Published in the spring of 1950, Highsmith’s debut novel Strangers on a Train tells of two men who meet by chance on a train journey and plot to exchange murders – each will kill for the other ensuring that neither will be suspected. From this central conceit, Highsmith spins a tense, suspenseful thriller that cried out to be brought to the big screen and sure enough, barely a week after publication, offers started to roll in. Within a couple of months, a deal had been signed – with none other than the great Alfred Hitchcock. The fact that the work of a young first-time novelist had captivated such an eminent figure as Hollywood’s ‘master of suspense’ was testament to the novel’s exceptional plotting, not to mention its sharp, penetrating characterisation.
Commenting on the ‘likability’ of her protagonists, Highsmith once said: ‘I can only suggest giving the murderer-hero as many pleasant qualities as possible – generosity, kindness to some people, fondness for painting or music or cooking, for instance.’ In the novel, Bruno fits this model fairly closely (with an added Oedipal edge – he plays golf and goes to parties with his mother but harbours murderous thoughts towards his father). Architect Guy Haines is repelled by Bruno’s ideas but finds himself inextricably tangled in his plot. (‘Guy looked at him with disgust. Bruno seemed to be growing indistinct at the edges, as if by some process of deliquescence. He seemed only a voice and spirit now, the spirit of evil’).
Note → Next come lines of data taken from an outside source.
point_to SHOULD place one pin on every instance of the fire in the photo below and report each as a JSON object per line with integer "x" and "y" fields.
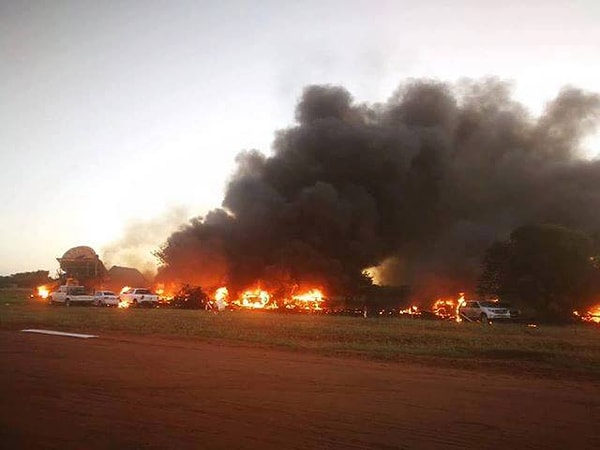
{"x": 448, "y": 308}
{"x": 43, "y": 292}
{"x": 257, "y": 298}
{"x": 253, "y": 299}
{"x": 310, "y": 300}
{"x": 592, "y": 315}
{"x": 221, "y": 298}
{"x": 410, "y": 311}
{"x": 165, "y": 293}
{"x": 123, "y": 304}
The adaptation process was far from straightforward. Raymond Chandler (The Big Sleep, Farewell, My Lovely) was brought on board to work on the screenplay but his proposed changes to Hitchcock’s original treatment did not go down well so fellow novelist Czenzi Ormonde took over writing duties. The finished picture may have departed from the book in several areas but Strangers on a Train injected new life into its celebrated director’s career and, in the note-perfect Robert Walker, featured one of the most compelling Hitchcockian villains.